We have MPs deciding that diversity and inclusion can be demonstrated by a Parliament made up of 50% men and 50% transwomen. We had a Labour leader candidate rendered splutteringly unable to even define the word woman.

Women were, and are, excluded from power. Now the very concept of woman is to be eliminated. Linguistically, legally and politically.

Women's representation across the board can now be held by men. The male CEO of Edinburgh Rape Crisis Centre has asserted that the women using the service need to 'reframe their trauma' to accept men are women, lest they be called bigots.

And no, it's not called feminism. 🙄

RoyalCorgi · 10/08/2021 08:43

Felix really needs to go and read some history books.

But there is no point in arguing with him here.
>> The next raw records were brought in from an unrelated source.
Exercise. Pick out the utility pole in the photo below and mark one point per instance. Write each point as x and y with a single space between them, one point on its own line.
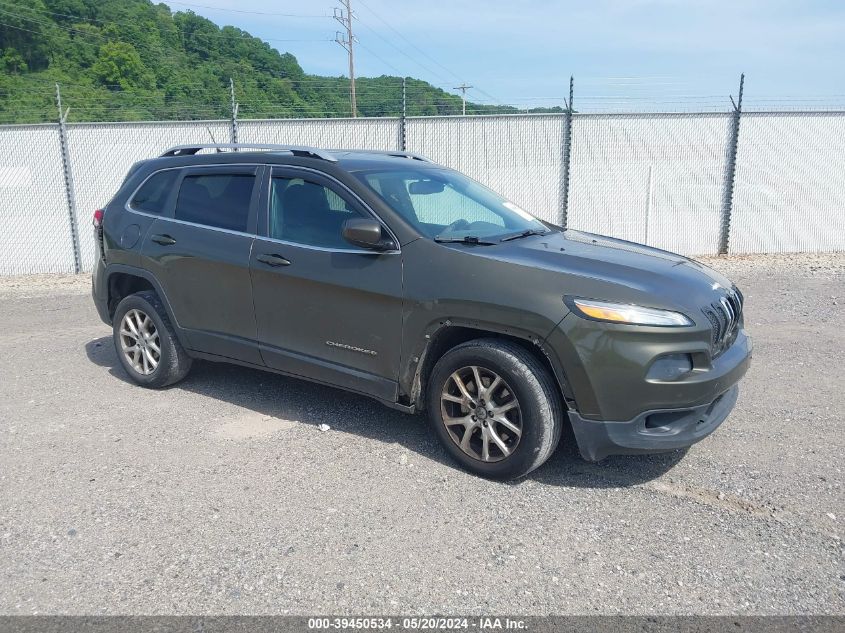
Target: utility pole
69 188
234 111
730 170
347 42
463 88
404 121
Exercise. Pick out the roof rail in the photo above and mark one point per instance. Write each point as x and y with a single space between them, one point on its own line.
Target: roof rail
296 150
388 152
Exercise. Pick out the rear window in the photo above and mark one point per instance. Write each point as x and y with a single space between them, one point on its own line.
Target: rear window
218 200
152 195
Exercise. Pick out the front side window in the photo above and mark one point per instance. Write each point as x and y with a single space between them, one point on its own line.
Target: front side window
308 213
152 195
218 200
444 204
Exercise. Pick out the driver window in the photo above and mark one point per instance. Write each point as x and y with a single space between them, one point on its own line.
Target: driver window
442 207
308 213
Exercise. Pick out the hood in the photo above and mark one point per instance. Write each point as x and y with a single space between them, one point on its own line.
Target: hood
633 272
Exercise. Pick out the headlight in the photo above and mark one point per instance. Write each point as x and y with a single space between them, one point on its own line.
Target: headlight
626 313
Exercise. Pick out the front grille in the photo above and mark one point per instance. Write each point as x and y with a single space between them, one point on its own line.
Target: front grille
725 316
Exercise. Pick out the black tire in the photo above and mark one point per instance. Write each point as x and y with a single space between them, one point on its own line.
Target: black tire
541 413
173 362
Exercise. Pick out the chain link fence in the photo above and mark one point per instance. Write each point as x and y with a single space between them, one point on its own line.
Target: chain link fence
660 179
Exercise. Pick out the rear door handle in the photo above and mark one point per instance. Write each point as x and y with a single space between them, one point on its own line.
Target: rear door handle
272 259
164 240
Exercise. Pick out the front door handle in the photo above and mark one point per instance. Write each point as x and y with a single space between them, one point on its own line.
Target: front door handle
164 240
273 260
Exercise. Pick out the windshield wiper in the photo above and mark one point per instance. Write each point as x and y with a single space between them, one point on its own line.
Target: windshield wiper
516 236
466 239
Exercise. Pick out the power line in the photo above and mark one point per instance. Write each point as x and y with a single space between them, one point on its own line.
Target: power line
53 24
409 42
267 13
463 88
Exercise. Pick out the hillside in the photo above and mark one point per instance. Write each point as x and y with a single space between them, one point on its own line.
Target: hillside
135 60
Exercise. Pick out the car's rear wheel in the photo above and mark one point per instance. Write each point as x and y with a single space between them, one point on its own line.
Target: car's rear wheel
495 407
146 343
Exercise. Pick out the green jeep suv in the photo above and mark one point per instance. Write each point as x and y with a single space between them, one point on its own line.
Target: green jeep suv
385 274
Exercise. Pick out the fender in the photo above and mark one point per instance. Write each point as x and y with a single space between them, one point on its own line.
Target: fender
112 269
412 371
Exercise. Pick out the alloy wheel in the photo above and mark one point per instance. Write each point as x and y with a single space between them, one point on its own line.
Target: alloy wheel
139 342
481 413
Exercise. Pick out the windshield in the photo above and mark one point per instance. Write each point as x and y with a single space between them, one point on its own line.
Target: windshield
448 206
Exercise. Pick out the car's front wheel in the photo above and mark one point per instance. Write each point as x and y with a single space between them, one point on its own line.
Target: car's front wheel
146 343
495 407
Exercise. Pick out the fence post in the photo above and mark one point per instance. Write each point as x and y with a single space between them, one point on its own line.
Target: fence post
402 123
567 152
234 110
71 197
730 171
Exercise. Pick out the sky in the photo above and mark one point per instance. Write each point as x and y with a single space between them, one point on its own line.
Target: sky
624 54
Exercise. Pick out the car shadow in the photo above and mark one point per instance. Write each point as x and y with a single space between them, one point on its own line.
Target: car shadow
309 403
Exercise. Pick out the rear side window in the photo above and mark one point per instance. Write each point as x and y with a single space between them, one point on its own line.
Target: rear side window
218 200
153 194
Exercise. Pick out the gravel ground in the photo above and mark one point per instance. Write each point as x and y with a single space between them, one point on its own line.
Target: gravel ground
221 494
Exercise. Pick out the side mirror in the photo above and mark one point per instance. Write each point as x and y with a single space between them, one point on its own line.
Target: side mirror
366 233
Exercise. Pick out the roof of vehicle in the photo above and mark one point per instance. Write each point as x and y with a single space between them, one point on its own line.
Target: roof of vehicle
346 159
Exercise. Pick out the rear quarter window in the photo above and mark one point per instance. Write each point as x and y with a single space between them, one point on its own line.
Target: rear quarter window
152 195
216 200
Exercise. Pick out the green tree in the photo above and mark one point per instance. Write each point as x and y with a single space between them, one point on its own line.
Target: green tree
119 64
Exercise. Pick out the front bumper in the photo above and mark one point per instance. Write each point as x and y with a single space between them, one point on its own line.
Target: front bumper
653 431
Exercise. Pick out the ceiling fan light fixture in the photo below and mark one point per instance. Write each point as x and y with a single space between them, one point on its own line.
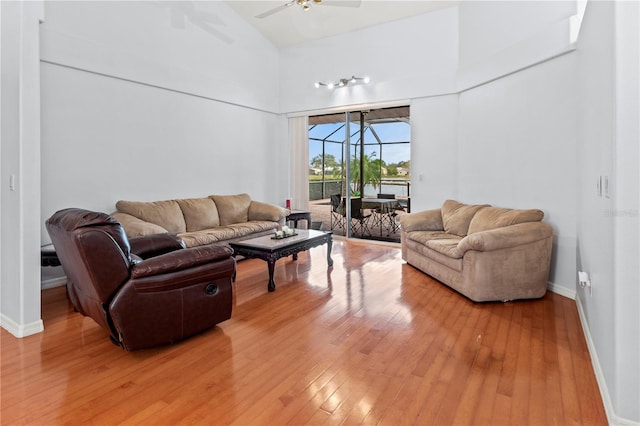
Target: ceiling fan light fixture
342 82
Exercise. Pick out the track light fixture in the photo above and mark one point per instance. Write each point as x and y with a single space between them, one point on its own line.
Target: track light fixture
343 82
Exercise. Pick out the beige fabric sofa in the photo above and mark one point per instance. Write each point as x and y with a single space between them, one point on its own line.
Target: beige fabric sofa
200 221
486 253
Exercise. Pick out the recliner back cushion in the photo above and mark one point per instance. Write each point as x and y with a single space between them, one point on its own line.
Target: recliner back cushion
496 217
163 213
456 216
232 208
199 213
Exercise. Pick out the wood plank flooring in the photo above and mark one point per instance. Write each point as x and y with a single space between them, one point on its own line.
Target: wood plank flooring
370 341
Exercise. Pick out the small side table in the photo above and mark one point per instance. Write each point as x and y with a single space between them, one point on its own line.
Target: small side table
297 215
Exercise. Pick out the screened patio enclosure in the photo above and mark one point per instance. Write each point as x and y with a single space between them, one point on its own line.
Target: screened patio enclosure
364 157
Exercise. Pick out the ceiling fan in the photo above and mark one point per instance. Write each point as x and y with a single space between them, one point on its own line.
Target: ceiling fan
306 5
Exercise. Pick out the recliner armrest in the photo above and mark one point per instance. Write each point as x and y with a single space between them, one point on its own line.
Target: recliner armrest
179 260
155 245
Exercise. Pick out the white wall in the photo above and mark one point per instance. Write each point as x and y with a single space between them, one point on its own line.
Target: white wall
405 59
20 167
135 106
608 226
434 151
517 148
468 146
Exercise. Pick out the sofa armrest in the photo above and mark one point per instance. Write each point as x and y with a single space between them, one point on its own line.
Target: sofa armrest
155 245
427 220
505 237
266 211
180 259
135 227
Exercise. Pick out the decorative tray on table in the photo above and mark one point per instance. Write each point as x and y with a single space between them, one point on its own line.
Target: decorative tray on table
283 236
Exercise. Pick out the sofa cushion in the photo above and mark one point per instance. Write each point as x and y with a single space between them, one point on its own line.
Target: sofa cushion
226 233
199 213
232 208
135 227
496 217
166 214
456 216
448 247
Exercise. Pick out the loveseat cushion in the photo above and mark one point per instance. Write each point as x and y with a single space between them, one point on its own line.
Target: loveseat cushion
232 208
456 216
495 217
166 214
199 213
448 247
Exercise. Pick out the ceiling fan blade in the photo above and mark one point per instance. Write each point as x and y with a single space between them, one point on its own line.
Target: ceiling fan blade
342 3
274 10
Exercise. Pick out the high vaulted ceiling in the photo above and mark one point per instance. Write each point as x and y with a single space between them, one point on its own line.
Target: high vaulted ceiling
292 25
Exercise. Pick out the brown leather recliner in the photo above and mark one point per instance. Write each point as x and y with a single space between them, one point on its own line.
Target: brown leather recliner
149 292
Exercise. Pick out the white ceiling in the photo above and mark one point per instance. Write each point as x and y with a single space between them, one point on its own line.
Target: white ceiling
292 25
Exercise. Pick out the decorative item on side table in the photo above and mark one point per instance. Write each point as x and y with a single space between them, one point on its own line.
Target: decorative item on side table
285 232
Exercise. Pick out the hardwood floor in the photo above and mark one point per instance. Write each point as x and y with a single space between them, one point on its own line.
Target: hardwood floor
371 341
He is wilfully stupid - however much you batter him with logic and evidence he will still cling to his original position, long after it has been conclusively proved to be false.

After all, how could a feminist board made up of highly educated women possibly know more about women's history than a man?

Datun · 10/08/2021 08:50

@RoyalCorgi

Felix really needs to go and read some history books.

But there is no point in arguing with him here. He is wilfully stupid - however much you batter him with logic and evidence he will still cling to his original position, long after it has been conclusively proved to be false.

After all, how could a feminist board made up of highly educated women possibly know more about women's history than a man?

Ah, ok. I'm not familiar with Felix specifically, but, of course, the attitude is widespread among certain men.

Sometimes I'm not at all surprised at how long it took women to change laws.